The association with Chios dates back to at least Semonides of Amorgos, who cited a famous line in the Iliad (6.146) as by “the man of Chios”.[21] An eponymous bardic guild, known as the Homeridae (sons of Homer), or Homeristae (‘Homerizers’)[22] appears to have existed there, tracing descent from an ancestor of that name,[23] or upholding their function as rhapsodes or “lay-stitchers” specialising in the recitation of Homeric poetry. Wilhelm Dörpfeld[24] suggests that Homer had visited many of the places and regions which he describes in his epics, such as Mycenae, Troy, the palace of Odysseus at Ithaca and more. According to Diodorus Siculus, Homer had even visited Egypt.[25]

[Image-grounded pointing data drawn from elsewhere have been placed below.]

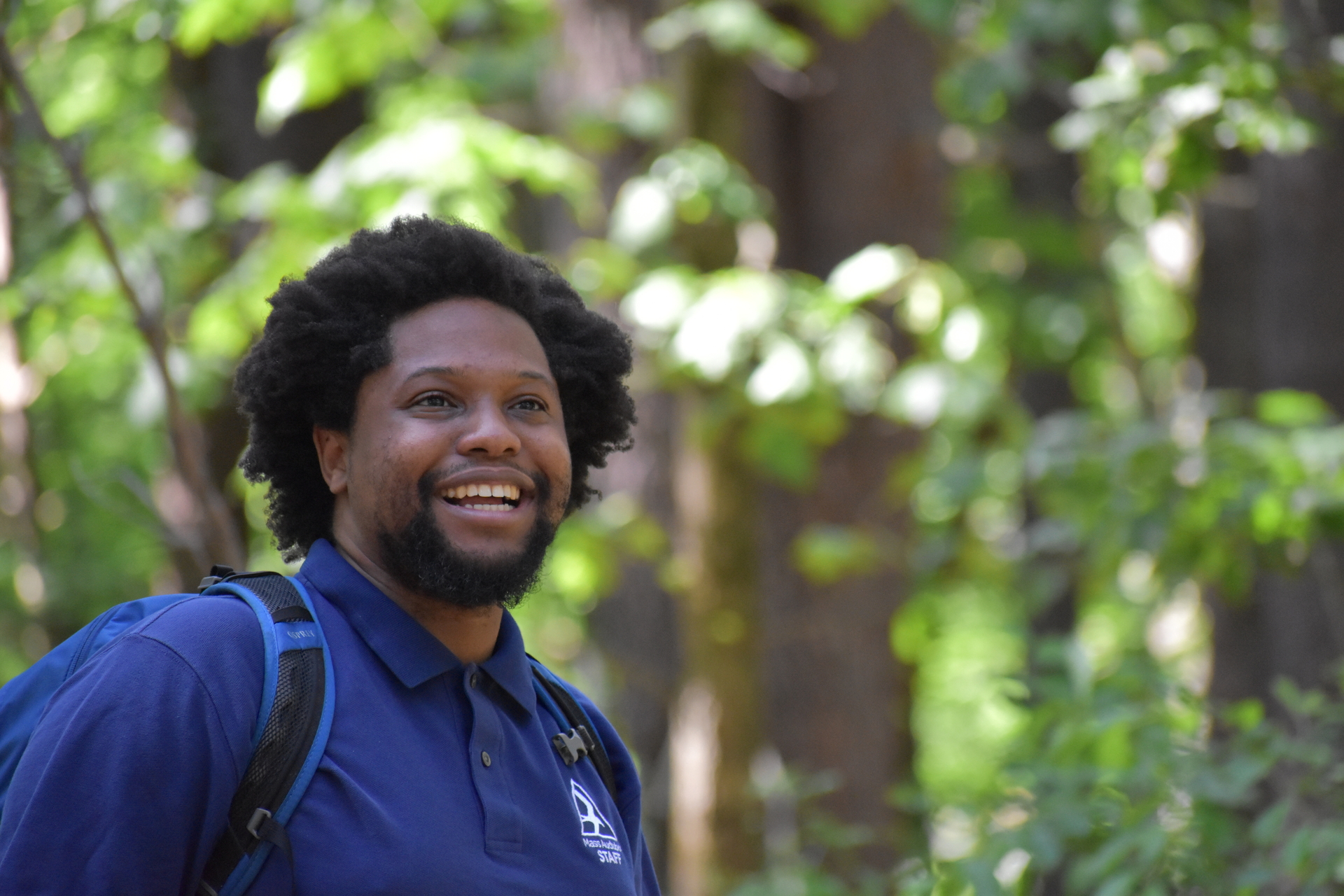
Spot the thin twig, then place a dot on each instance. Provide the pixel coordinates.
(220, 540)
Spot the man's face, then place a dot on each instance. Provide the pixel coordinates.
(456, 469)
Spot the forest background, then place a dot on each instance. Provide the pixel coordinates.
(981, 531)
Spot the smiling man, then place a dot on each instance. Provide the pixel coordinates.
(426, 406)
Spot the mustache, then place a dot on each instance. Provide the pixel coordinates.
(430, 481)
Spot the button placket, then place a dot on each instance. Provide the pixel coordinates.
(503, 824)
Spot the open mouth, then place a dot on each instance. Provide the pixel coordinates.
(496, 498)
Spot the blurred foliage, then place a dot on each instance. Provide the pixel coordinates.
(1086, 757)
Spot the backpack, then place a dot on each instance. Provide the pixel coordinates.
(292, 724)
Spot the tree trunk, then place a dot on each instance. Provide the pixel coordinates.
(1270, 317)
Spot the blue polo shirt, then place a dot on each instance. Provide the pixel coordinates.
(440, 777)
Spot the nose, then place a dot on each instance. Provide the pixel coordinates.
(488, 433)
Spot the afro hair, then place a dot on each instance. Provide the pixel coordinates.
(328, 331)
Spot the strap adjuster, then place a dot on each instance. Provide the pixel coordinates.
(258, 818)
(574, 745)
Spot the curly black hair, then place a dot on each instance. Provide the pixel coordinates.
(328, 331)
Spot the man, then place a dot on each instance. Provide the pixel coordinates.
(426, 406)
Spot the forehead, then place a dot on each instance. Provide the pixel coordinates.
(467, 333)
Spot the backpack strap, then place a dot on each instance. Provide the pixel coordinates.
(290, 735)
(582, 739)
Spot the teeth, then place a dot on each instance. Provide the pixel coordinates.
(492, 489)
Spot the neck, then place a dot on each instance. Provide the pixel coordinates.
(468, 631)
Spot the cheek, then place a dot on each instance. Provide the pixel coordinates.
(384, 485)
(558, 469)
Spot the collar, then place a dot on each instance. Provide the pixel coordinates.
(405, 647)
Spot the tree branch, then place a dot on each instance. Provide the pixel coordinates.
(218, 539)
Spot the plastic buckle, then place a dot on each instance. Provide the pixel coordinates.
(574, 745)
(218, 574)
(258, 818)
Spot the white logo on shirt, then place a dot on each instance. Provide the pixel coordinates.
(596, 830)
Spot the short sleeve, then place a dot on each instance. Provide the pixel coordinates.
(127, 782)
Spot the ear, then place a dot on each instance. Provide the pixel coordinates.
(332, 454)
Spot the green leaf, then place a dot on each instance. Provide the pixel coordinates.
(1289, 407)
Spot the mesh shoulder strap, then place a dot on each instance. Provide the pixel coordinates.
(290, 732)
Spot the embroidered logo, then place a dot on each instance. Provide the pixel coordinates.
(596, 830)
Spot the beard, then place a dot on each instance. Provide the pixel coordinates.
(422, 559)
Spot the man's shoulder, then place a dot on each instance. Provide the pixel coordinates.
(217, 637)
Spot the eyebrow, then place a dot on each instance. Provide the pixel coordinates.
(457, 371)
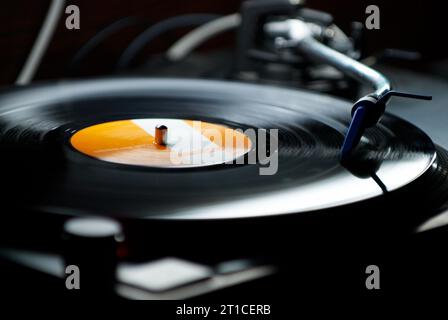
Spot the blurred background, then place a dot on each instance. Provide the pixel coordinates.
(410, 25)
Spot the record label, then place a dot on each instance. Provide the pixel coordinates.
(170, 143)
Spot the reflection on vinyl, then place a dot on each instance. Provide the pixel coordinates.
(50, 127)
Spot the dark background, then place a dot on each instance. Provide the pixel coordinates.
(413, 25)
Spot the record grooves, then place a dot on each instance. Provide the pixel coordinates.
(310, 183)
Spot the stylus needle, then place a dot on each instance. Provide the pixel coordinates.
(355, 132)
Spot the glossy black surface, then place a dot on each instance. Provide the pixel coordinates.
(37, 122)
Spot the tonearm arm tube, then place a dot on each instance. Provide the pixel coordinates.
(367, 111)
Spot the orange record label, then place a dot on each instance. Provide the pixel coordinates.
(162, 142)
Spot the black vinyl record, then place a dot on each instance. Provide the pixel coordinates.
(49, 176)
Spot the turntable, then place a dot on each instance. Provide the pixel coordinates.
(170, 188)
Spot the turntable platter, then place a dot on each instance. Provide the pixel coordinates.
(38, 125)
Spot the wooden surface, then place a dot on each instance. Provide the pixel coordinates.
(417, 25)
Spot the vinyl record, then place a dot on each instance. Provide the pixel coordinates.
(38, 126)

The poet’s name is homophonous with ὅμηρος (hómēros), “hostage” (or “surety”), which is interpreted as meaning “he who accompanies; he who is forced to follow”, or, in some dialects, “blind”.[26] This led to many tales that he was a hostage or a blind man. Traditions which assert that he was blind may have arisen from the meaning of the word in both Ionic, where the verbal form ὁμηρεύω (homēreúō) has the specialized meaning of “guide the blind”,[27] and the Aeolian dialect of Cyme, where ὅμηρος (hómēros) is synonymous with the standard Greek τυφλός (tuphlós), meaning ‘blind’.[28] The characterization of Homer as a blind bard goes back to some verses in the Delian Hymn to Apollo, the third of the Homeric Hymns,[29] verses later cited to support this notion by Thucydides.[30] The Cymean historian Ephorus held the same view, and the idea gained support in antiquity on the strength of a false etymology which derived his name from ho mḕ horṓn (ὁ μὴ ὁρῶν: “he who does not see”). Critics have long taken as self-referential[31] a passage in the Odyssey describing a blind bard, Demodocus, in the court of the Phaeacian king, who recounts stories of Troy to the shipwrecked Odysseus.[32]

Many scholars take the name of the poet to be indicative of a generic function. Gregory Nagy takes it to mean “he who fits (the Song) together”.[33] ὁμηρέω (homēréō), another related verb, besides signifying “meet”, can mean “(sing) in accord/tune”.[34] Some argue that “Homer” may have meant “he who puts the voice in tune” with dancing.[35][36] Marcello Durante links “Homeros” to an epithet of Zeus as “god of the assemblies” and argues that behind the name lies the echo of an archaic word for “reunion”, similar to the later Panegyris, denoting a formal assembly of competing minstrels.[37][38]

Some Ancient Lives depict Homer as a wandering minstrel, like Thamyris[39] or Hesiod, who walked as far as Chalkis to sing at the funeral games of Amphidamas.[40] We are given the image of a “blind, begging singer who hangs around with little people: shoemakers, fisherman, potters, sailors, elderly men in the gathering places of harbour towns”.[41] The poems, on the other hand, give us evidence of singers at the courts of the nobility. There is a strong aristocratic bias in the poems demonstrated by the lack of any major protagonists of non-aristocratic stock, and by episodes such as the beating down of the commoner Thersites by the king Odysseus for daring to criticize his superiors. In spite of this scholars are divided as to which category, if any, the court singer or the wandering minstrel, the historic “Homer” belonged.[42]